High Frequency Bandwidth
The First Three EPs
Malicious Damage

As David Cameron’s smug beach-ball face smarms into Number Ten with the new mate he was laughing at a few days previously another, much more seismic, coalition has been hatching in the secret countryside lab of Orb studio wiz Dom Beken as he gets down with the good Dr Alex Paterson to forage and sculpt a new project the pair have been hatching like ferocious mega-tooled roosters and diligently pain-staking hens, now busting into the world with a huge flurry of clucking and crowing. H.F.B. ostensibly stands for High Frequency Bandwidth but also, as each track title attests, applies to the song in question. Their sound is a lustrous bed of Isaac Hayes cool grooves, deepest hiphop and dubbed-out sonic whoopee dunked in the opium chamber. First blast from their surreal salvo comes in the shape of three EPs, released at bi-weekly intervals since last month, all boasting another magic ingredient in the energised shape of MC Dynamax, European connection for both Afrika Bambaataa’s Zulu Nation and Ice T’s Rhyme Syndicate, adding his unearthly rhymes to a track on each EP – Harmless Feather Bed, Hill Film Blues and the monstrous Hundred Forty Billion from EP2, the most immediately grabbing track with its haunted melody and extra-terrestrial sparkle-bed. Juliet Russell and Simone Niles bolster Mr Paterson’s chant vocals on the euphoric High Five Brother like Labelle in a floatation tank.
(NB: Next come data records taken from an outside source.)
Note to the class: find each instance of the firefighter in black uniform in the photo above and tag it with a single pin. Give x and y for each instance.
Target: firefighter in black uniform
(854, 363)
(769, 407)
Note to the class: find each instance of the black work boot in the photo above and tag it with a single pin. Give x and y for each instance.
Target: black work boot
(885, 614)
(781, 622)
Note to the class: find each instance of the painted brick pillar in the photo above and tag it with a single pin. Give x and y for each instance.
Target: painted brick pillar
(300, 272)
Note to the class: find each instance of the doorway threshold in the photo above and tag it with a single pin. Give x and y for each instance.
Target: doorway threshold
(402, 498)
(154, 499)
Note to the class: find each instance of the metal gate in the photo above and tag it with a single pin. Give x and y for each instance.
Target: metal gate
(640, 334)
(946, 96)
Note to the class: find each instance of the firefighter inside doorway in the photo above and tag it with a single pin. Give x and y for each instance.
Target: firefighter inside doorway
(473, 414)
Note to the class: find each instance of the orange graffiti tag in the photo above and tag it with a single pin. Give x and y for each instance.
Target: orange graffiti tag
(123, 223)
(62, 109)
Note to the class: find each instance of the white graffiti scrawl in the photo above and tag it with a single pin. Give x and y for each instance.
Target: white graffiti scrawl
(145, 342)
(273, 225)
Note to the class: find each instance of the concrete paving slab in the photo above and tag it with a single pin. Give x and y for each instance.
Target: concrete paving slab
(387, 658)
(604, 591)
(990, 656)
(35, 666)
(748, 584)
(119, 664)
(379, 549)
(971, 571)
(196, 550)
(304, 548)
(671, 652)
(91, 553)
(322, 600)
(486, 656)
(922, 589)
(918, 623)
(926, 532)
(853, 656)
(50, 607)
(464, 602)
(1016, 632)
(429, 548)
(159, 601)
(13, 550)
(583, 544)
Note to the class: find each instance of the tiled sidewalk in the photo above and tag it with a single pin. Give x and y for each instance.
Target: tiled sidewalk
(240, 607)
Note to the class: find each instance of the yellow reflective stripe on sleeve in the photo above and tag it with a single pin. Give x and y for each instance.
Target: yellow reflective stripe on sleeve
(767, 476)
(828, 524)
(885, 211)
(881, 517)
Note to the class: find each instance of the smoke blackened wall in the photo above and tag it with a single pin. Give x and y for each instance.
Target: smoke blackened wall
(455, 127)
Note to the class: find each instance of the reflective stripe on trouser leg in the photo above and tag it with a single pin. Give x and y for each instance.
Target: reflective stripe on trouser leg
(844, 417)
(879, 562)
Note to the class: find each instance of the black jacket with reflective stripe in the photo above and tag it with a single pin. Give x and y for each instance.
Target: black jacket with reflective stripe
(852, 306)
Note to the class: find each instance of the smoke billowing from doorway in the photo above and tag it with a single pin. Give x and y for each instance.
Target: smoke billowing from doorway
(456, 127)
Orb fans attracted by Alex’s name will love the deliriously intoxicating cable laid in their in astro-skids but everybody can now appreciate that the whole point was always encompassing all great music, including proper hiphop and the soothing effect of sweet soul music. Undoubtedly the year’s most unusual, surprising and mindblowing sounds cape. Incubation is over, there is magic wafting out of the hen-house again.